C'est ainsi qu'un beau matin, l'une des sentinelles sur le mur d'Hadrien aperçut une fumée noir et épaisse. Celle-ci ne provenait pas des contrées sauvage du Nord... non. Ce signe de mauvais augure provenait du Sud et vraisemblablement d'un de leur village. L'alerte fût sonné, bien trop tard. La garnison réduite de chevalier qui se rendit sur place ne put que constaté cendres et brasier. Le plus perturbant était l'absence total de survivants ou de corps... pas une trace. Prés d'une trentaine de femmes, hommes et enfants volatilisés. Des recherches furent menées dans les bois et terres alentours mais rien. Seul fut retrouvé des traces de roues et de pas semblant provenir du rivage à quelques lieux de cela. Alors que la nouvelle se répandait, on apprit qu'un autre village aurait subit le même sort. Face à une menace imminente et invisible, face à la menace de perdre tout ce qu'ils avaient bâtit, face à l'ennemi tout les anciens légionnaires reprirent les armes et jurèrent de nouveaux allégeance. Ils savaient qu'ainsi ils devraient dire adieu à leur famille, mais ne pas prendre les armes c'étaient les perdre de toute manière. Sans compter que leur plus part s'était assuré d'avoir une lignée qui ferait perdurer leur nom, ainsi leur existence ne serait pas vaine.

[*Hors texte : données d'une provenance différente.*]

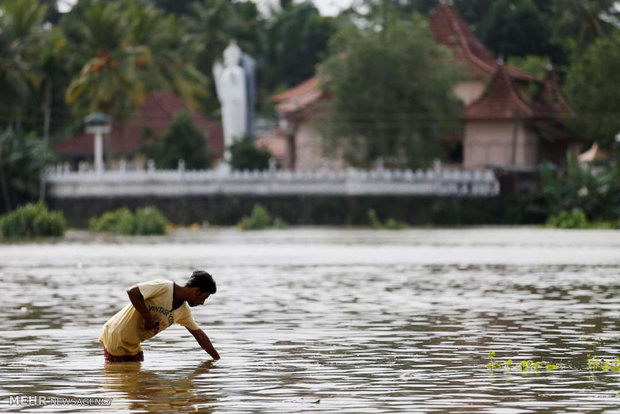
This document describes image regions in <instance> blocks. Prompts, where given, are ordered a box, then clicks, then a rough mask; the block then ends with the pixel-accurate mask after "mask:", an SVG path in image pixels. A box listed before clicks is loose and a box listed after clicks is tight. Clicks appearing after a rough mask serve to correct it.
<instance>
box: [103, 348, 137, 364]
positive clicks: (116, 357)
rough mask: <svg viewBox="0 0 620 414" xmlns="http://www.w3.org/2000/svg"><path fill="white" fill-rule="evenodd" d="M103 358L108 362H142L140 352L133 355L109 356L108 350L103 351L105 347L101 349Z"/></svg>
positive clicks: (114, 355) (104, 348) (108, 352)
mask: <svg viewBox="0 0 620 414" xmlns="http://www.w3.org/2000/svg"><path fill="white" fill-rule="evenodd" d="M103 357H104V358H105V360H106V361H108V362H140V361H144V353H143V352H142V351H140V352H138V353H137V354H135V355H122V356H116V355H112V354H110V353H109V352H108V350H107V349H105V346H104V347H103Z"/></svg>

C'est ainsi qu'une simple garnison devint une horde de combattants redoutables. Certains furent assigné à des postes de guets tout au long de la coté, afin de prévenir toute nouvelle invasion. Tandis que les autres furent divisé en trois garnisons, l'une avait pour tâche de tenir le mur d’Hadrien et les deux autres se tenaient prêt au sud-est et au sud ouest pour intervenir directement en cas d'attaque.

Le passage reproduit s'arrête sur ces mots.